HarliBot: Building a Bilingual AI Chatbot for Local Government
HarliBot: Building a Bilingual AI Chatbot for Local Government
In early 2026, I had the opportunity to design and build HarliBot (now formally known as Harlí) — a bilingual AI chatbot for the City of Harlingen, Texas. This post walks through the architecture, the challenges of building a truly bilingual system, and the lessons learned from taking a RAG-based chatbot to production.
The Challenge
The City of Harlingen serves a predominantly bilingual (English/Spanish) community in South Texas. Residents needed a way to quickly find information about city services — utility payments, building permits, public works schedules — without navigating a complex municipal website. The solution needed to:
- Work equally well in English and Spanish
- Provide verified, source-cited answers (not hallucinations)
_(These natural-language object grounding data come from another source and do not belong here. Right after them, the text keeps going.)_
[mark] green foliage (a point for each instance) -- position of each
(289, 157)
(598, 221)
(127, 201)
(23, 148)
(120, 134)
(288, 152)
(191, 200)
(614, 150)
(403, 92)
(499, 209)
- Be embedded directly on the city's existing website
- Maintain data sovereignty — no sensitive city data leaving controlled infrastructure
Architecture: RAG Over Hallucination
I chose a Retrieval-Augmented Generation (RAG) architecture to ensure every response is grounded in verified city content rather than relying on the LLM's general knowledge.
The pipeline:
- Crawl & Process: A TypeScript pipeline scrapes and processes the
harlingentx.govwebsite - Embed: A Python FastAPI service (deployed as an AWS Lambda container) generates multilingual embeddings using
paraphrase-multilingual-mpnet-base-v2 - Index: ChromaDB Cloud stores 2,100+ vector-indexed chunks across both languages
- Generate: Google Gemini 1.5 Flash produces responses with source citations
The Bilingual Challenge
Building bilingual support was more nuanced than "just translate everything." Key challenges included:
- Embedding quality: The multilingual model needed to embed semantically equivalent English and Spanish content near each other in vector space — careful model selection was critical
- Index integrity: During early re-embedding of Spanish content I discovered it was inadvertently overwriting English vectors. I implemented a merge-and-index workflow with normalized metadata filtering (lowercase
en/estags) to prevent this - Dynamic language switching: The entire site UI synchronizes language through a global
LanguageProvider, so toggling between EN/ES updates both the chat persona and the surrounding website content
Production Deployment
The production stack runs across multiple services:
- Frontend: Next.js 14 deployed on Vercel with SSE streaming for low-latency responses
- Embedding Service: AWS Lambda (container image) for scalable, serverless embeddings
- Vector DB: ChromaDB Cloud (HTTP API)
- Analytics: Vercel Analytics for user rating tracking and performance monitoring
Getting to production involved solving several interesting problems: API Gateway route mismatches (403s), Lambda read-only filesystem errors (solved by model bundling), Vercel monorepo configuration, and a cascade of environment variable issues across the proxy layer.
Results
HarliBot is live at harli-bot.vercel.app and features:
- 2,100+ bilingual knowledge chunks covering core municipal services
- Full RAG retrieval path with source citations and no demo fallback
- A premium UI with glassmorphism, animated gradients, and Montserrat typography
- PWA support with offline resilience via a custom service worker
- WCAG accessibility foundations including ARIA landmarks and keyboard navigation
Lessons Learned
The biggest takeaway was the importance of the Hybrid Indexing strategy. Pure automated web scraping misses edge cases — we discovered that Harlí couldn't answer questions about City Hall despite the underlying data being present. The solution was combining automated scraping with curated JSON entries and supplemental fact injection to ensure mission-critical information is always reachable in the vector space.
For anyone building RAG systems for production: invest heavily in your content pipeline. The quality of your retrieval is everything — the LLM can only be as good as the context it receives.